Only a little over a year ago, EMI Classics announced it had signed Russian pianist Evgeny Kissin to a recording contract. Trouble is, a couple months later there was more news involving EMI. A private equity firm took over the company.
How does this impact you, o loyal Boston music lover?
Perhaps, the other night, you wondered why the Boston Symphony Orchestra played a program that, as Globe critic Jeremy Eichler described it, provided a "nagging feeling of déjà vu." As Eichler wrote, "the orchestra played every note of this music just last season, and in fact, this week's final two concerts feature the exact same pairing of works that Bernard Haitink conducted last April and May in Symphony Hall. This is hard to justify, at least on artistic grounds."
Turns out there is an explanation. When the season was planned, the Kissin dates were meant to be recorded for an EMI release. But on April 1, the company sent the BSO a letter explaining that due to the takeover, it will not be recording the performances.
At that point, the BSO felt it couldn't change the program.

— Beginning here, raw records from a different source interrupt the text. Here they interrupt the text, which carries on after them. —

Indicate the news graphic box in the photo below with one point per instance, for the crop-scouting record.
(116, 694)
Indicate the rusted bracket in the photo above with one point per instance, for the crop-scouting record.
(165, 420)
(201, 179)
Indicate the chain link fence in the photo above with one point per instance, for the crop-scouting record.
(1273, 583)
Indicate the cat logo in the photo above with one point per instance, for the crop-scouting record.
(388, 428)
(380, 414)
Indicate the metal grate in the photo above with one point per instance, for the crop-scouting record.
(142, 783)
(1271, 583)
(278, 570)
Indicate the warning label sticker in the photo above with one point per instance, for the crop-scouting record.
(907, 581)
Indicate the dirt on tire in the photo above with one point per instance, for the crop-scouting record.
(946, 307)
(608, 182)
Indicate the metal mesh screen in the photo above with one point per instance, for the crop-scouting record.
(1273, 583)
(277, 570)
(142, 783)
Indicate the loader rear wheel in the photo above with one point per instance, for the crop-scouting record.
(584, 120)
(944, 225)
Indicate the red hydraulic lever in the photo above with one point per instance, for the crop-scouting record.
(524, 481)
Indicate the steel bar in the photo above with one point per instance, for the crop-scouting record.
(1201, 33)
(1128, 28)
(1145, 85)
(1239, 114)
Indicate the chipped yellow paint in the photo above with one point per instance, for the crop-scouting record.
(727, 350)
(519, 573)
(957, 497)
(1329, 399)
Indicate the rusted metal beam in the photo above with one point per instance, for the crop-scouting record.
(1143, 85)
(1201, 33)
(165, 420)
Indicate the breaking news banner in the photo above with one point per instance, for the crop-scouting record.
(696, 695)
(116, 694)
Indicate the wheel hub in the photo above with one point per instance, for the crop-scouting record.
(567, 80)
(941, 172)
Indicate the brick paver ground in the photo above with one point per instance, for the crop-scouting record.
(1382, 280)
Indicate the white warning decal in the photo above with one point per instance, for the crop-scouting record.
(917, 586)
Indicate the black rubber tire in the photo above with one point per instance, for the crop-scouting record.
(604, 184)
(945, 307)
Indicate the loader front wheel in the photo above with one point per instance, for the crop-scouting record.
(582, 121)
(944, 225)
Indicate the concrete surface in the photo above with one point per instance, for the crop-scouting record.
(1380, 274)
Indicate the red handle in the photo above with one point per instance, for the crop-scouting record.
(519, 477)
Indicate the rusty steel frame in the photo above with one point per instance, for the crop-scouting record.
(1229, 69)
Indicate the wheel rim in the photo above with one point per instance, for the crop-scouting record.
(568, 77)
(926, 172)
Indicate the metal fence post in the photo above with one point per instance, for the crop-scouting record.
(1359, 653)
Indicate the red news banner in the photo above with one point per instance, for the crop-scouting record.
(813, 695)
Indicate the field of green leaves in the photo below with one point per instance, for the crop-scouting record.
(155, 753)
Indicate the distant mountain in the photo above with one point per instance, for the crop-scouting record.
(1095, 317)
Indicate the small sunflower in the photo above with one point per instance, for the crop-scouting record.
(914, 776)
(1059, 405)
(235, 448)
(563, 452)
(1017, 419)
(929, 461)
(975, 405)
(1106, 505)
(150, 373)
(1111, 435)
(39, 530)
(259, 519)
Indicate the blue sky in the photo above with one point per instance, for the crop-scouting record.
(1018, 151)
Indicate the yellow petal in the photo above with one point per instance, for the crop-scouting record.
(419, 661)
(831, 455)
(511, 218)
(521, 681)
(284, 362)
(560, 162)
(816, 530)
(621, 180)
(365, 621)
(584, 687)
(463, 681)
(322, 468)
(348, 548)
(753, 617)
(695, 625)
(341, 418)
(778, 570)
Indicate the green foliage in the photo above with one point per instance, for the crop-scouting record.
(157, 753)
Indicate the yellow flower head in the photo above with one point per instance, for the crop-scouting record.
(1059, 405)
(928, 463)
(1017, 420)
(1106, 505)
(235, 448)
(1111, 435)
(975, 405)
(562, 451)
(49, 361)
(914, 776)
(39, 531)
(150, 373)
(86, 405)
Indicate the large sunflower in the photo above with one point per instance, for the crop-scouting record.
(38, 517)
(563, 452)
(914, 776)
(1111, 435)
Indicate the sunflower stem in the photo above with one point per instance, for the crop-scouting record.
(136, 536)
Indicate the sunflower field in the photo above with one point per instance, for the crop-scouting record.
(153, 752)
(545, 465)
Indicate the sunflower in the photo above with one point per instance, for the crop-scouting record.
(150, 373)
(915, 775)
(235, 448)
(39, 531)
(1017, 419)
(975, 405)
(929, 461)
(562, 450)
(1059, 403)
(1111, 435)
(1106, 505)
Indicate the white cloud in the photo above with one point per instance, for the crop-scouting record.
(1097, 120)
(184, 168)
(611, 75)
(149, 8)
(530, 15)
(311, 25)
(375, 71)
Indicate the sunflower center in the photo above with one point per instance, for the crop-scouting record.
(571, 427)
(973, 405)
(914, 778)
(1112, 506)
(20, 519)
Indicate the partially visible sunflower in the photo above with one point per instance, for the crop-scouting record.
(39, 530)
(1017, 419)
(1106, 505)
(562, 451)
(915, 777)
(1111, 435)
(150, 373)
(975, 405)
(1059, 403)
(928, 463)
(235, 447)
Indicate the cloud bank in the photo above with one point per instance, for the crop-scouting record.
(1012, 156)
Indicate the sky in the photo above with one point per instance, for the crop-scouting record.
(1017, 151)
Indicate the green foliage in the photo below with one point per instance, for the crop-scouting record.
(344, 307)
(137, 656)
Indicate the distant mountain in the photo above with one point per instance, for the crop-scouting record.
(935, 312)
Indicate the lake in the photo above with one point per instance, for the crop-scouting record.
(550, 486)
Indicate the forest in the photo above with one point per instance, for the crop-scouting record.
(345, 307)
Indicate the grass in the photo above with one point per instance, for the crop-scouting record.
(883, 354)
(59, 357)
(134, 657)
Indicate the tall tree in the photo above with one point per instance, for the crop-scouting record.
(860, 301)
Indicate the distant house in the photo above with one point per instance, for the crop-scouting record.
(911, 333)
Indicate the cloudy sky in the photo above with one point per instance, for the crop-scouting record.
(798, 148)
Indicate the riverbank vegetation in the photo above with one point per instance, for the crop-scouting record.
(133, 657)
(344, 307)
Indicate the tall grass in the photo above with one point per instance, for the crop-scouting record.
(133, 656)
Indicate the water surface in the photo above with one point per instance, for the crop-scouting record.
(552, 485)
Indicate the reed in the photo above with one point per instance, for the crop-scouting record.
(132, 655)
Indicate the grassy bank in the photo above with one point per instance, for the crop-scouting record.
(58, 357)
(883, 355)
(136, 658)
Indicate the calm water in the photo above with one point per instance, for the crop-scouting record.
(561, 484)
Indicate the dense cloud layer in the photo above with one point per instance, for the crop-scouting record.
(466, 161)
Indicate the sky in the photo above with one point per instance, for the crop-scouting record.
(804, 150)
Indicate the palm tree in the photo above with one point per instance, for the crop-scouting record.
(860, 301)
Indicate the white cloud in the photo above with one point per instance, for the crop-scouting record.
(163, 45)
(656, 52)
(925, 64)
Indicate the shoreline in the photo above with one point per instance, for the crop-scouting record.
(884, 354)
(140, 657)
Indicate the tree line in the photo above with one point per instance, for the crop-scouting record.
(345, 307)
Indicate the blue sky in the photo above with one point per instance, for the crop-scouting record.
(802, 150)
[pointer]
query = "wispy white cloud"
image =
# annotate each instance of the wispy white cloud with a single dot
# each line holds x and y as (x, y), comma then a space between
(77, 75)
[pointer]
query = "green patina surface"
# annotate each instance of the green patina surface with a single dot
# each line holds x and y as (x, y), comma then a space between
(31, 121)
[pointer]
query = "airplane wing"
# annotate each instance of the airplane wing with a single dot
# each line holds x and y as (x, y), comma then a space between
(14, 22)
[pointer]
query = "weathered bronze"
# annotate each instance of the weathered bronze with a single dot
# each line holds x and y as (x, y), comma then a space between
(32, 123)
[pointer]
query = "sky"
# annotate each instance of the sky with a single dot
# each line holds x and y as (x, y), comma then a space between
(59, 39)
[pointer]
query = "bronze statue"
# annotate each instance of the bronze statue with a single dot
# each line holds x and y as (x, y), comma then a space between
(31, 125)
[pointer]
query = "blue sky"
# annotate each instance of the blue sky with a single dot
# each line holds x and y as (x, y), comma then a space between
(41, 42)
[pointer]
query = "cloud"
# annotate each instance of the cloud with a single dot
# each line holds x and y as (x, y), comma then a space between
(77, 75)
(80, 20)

"All four concerts were sold out," says Mark Volpe, the BSO's managing director. "Obviously conductors get sick, artists get sick, but if you have a healthy pianist and you’ve advertised this, you can’t go back. That wouldn’t be right.”
Volpe said he wasn't surprised by the EMI pullout. Once the private equity guys took over, he said, the rules changed. A recording needs to make a profit and that's not likely for a Kissin release.
To that end, Volpe revealed that the BSO is likely to put out its first self-release of the James Levine-era later this summer or in the fall. (The BSO isn't counting "Neruda Songs" as a regular release.) The organization plans to use the same model as with its self-released Pops recordings.